Hierarchy Penalty: The \(-\lambda(d_j+d_k)\) term elegantly prevents over-abstraction while allowing semantic merging.
Backbone Agnostic: Success across Qwen and GLM families proves the strategy's robustness.

Limitations & Future Work¶

Instruction Following: Gains depend heavily on the base LLM's ability to follow complex agentic instructions; weaker models see reduced benefits.
End-to-End Latency: Two-stage MLLM inference increases per-query latency by approx. 57%, which may impact real-time applications like autonomous driving.
Retrieval Budget: Small budgets (\(k_f=2\)) may be insufficient for queries requiring synthesis of many scattered historical events.
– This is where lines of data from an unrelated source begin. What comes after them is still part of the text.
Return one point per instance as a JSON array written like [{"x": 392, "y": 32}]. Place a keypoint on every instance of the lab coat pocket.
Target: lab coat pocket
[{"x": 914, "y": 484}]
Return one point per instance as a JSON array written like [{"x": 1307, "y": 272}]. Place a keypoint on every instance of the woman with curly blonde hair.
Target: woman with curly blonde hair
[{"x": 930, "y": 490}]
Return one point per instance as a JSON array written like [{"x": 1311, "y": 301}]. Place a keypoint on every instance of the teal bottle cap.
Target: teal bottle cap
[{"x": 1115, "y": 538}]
Unlike VideoTree, which requires reprocessing full sequences as they grow, OASIS maintains an online bounded forest. Compared to Flash-VStream, OASIS avoids irreversible detail loss through on-demand retrieval. While standard RAG uses raw queries, OASIS adopts agentic, intent-driven retrieval specifically for the temporal dynamics of video.

Rating¶

Novelty: ⭐⭐⭐⭐⭐ New paradigm for streaming reasoning via temporal routing.
Experimental Thoroughness: ⭐⭐⭐⭐ Comprehensive across backbones; however, gains on weaker backbones are less pronounced.
Writing Quality: ⭐⭐⭐⭐⭐ Excellent metaphors and clear motivation.
Value: ⭐⭐⭐⭐⭐ High potential for deployment due to training-free nature and constant token costs.